Wzmocniona presja na Pekin ze strony USA może być korzystna z punktu widzenia UE. Zmniejszanie nadwyżki handlowej Chin, ochrona przed chińskim szpiegostwem przemysłowym i inwestycjami bezpośrednimi nakierowanymi na przejmowanie technologii, a także otwieranie chińskiego rynku znajdują się obecnie w agendzie UE. Tworzy to potencjał do współdziałania z administracją USA. Z drugiej strony, instrumenty stosowane przez Trumpa wiążą się z szeregiem zagrożeń dla UE. Wprowadzenie ceł na produkty wysokotechnologiczne może zagrozić eksportowi do USA z europejskich fabryk ulokowanych w Chinach (m.in. niemieckich samochodów) i wpłynąć negatywnie na wykorzystanie tam komponentów produkowanych na terenie Europy. Ponadto wybrana przez Trumpa strategia bilateralnych negocjacji i nakładania ceł poza reżimem Światowej Organizacji Handlu (WTO) podważa istniejące reguły rozwiązywania napięć handlowych, co może odbić się na kondycji europejskich przedsiębiorstw na rynkach trzecich.
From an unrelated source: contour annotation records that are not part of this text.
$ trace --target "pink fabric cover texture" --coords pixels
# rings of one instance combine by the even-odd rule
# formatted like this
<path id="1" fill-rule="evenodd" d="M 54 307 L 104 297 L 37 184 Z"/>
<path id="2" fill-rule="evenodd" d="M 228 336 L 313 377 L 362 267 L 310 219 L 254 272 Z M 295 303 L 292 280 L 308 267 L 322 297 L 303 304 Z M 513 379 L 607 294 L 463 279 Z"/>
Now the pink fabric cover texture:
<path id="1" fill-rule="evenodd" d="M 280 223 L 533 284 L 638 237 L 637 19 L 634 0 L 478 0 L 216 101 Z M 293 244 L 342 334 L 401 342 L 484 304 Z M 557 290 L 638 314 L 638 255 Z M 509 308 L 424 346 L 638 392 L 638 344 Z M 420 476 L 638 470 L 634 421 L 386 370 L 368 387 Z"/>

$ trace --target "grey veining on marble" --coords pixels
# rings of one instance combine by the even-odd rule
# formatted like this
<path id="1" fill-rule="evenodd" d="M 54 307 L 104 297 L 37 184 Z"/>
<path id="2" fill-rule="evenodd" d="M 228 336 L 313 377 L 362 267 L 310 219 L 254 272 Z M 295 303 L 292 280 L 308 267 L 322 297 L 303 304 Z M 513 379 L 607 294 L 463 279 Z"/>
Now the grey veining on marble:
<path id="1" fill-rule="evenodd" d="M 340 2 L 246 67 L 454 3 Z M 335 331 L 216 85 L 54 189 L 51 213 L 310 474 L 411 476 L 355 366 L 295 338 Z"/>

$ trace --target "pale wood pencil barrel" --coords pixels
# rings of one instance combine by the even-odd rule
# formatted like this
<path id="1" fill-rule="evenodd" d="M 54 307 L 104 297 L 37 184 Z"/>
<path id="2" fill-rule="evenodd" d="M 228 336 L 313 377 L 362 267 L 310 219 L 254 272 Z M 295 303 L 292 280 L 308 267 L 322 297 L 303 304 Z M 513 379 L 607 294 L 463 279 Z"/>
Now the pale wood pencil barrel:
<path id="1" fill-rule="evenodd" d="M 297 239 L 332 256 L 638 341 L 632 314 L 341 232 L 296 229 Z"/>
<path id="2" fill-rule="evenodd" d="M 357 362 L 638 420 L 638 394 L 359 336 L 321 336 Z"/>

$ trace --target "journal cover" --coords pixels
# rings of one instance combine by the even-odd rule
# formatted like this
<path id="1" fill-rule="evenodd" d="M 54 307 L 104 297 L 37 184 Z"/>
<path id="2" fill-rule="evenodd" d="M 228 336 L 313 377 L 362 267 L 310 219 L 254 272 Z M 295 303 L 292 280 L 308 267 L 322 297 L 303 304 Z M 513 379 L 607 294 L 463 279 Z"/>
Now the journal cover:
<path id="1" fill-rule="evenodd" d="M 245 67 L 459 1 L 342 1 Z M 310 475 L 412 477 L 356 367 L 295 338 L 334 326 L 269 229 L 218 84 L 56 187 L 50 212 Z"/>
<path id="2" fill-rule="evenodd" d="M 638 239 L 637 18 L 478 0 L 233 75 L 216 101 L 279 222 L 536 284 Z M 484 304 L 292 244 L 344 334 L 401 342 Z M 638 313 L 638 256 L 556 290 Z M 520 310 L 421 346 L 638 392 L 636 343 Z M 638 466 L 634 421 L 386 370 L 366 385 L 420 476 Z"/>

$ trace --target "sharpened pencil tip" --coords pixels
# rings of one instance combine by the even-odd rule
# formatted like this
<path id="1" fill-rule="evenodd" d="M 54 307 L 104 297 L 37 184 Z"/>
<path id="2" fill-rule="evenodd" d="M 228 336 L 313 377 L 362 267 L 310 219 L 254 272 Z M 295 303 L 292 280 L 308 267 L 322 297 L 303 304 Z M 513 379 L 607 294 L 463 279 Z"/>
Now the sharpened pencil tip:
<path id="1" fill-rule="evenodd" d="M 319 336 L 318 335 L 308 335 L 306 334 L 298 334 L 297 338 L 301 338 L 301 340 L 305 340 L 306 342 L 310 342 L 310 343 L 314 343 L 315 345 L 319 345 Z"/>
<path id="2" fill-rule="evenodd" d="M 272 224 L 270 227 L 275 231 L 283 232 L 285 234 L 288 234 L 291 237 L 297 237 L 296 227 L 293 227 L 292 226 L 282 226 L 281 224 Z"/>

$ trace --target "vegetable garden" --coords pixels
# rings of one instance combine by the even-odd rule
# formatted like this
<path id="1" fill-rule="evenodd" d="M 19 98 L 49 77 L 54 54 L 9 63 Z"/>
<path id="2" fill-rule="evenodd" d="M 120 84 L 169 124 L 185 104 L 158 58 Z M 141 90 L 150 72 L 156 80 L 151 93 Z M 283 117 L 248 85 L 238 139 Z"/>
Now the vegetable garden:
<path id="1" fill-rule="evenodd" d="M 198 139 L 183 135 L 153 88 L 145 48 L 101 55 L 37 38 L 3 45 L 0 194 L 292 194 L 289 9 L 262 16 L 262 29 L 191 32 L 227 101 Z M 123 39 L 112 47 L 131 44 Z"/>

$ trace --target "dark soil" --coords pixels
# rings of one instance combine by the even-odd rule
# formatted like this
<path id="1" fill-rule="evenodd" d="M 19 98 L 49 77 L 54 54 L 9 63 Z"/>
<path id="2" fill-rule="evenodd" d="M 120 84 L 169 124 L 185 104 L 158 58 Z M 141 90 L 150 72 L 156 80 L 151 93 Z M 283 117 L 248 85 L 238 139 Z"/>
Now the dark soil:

Pogłębianie tych trendów zależne jest od dalszych kierunków działań USA. Jeśli oparta na bilateralnym dialogu i instrumentach protekcjonistycznych strategia Trumpa nie przyniesie efektów, USA mogą powrócić do budowania nacisku na ChRL poprzez wielostronne regionalne umowy handlowe jak TPP i TTIP (mające na celu m.in. wyznaczenie globalnych standardów produkcyjnych, którym siłą rzeczy będą musiały podporządkować się Chiny).
Aneks
Konflikt handlowy między USA i Chinami nasilił się wiosną 2018 roku przy okazji nałożenia 23 marca przez USA ceł na import stali i aluminium (z wyłączeniem wybranych państw, w tym członków NAFTA i okresowo UE). Z perspektywy Chin działanie to miało ograniczone konsekwencje – państwo to dostarczało w 2017 roku jedynie ok. 6% importu USA w tych kategoriach towarowych. Co więcej, ok. 90% importu stali do USA z Chin już wcześniej obłożone było cłami antydumpingowymi w ramach procedur WTO. Według szacunków PIIE, marcowe cła obejmą ok. 2,8 mld USD chińskiego eksportu. 2 kwietnia br. Chiny ogłosiły wprowadzenie ceł odwetowych na amerykańskie aluminium, wieprzowinę i owoce, obejmujące łącznie ok. 2,5 mld USD amerykańskiego eksportu. Obok wprowadzonych w styczniu br. roku ceł na panele słoneczne i pralki, dotychczas są to jedyne cła wprowadzone w związku z ofensywą handlową Trumpa z 2018 roku. Ich wpływ na wymianę handlową USA–Chiny jest marginalny (łącznie k.. 5,3 mld USD z 636 mld USD całości wymiany handlowej).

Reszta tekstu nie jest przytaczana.